TEST 1: Left, work accident
##
## Pearson's Chi-squared test with Yates' continuity correction
##
## data: hr$left and hr$Work_accident
## X-squared = 357.56, df = 1, p-value < 2.2e-16
p-value: The p-value is very small, therefore the probability of
these results being random is very small.
chi-square test interpretation: There is a dependency between work
accidents and leaving the company.
non-technical interpretation: Employees that did not have a work
accident are more than 3 times more likely to leave.
TEST 3) Left, Department
##
## Pearson's Chi-squared test
##
## data: hr$left and hr$Department
## X-squared = 86.825, df = 9, p-value = 7.042e-15
p-value: The p-value is very small, therefore the probability of
these results being random is very small.

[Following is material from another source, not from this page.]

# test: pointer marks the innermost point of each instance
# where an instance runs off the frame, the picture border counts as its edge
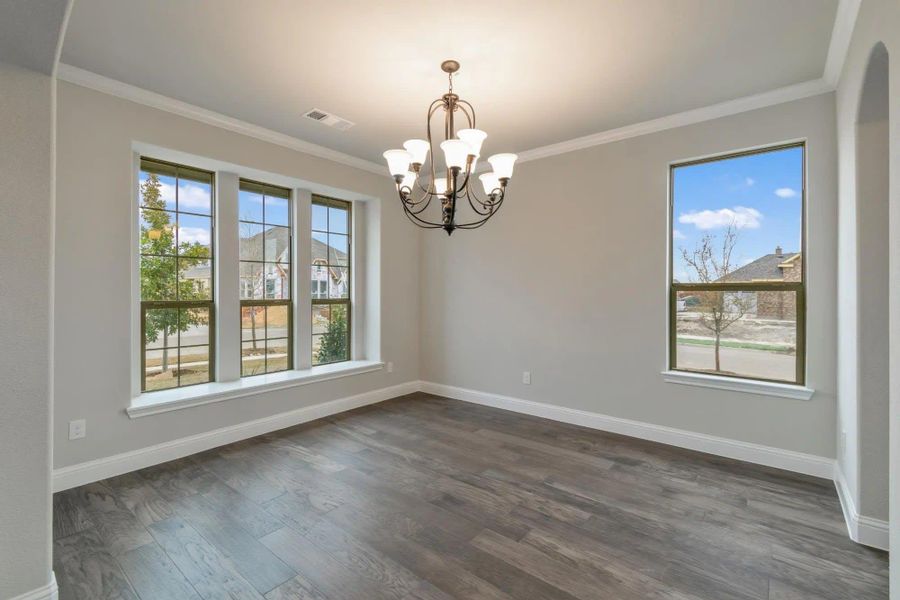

chi-square test interpretation: There is a dependency between
departments and leaving the company.
non-technical interpretation: Employees in management and RandD are
more likely to remain at the company.
TEST 4) Left, Salary
##
## Pearson's Chi-squared test
##
## data: hr$left and hr$salary
## X-squared = 381.23, df = 2, p-value < 2.2e-16
p-value: The p-value is very small, therefore the probability of
these results being random is very small.
chi-square test interpretation: There is a dependency between salary
and leaving the company.
non-technical interpretation: Employees with a low salary are over 4
times more likely to leave than employees with a high salary.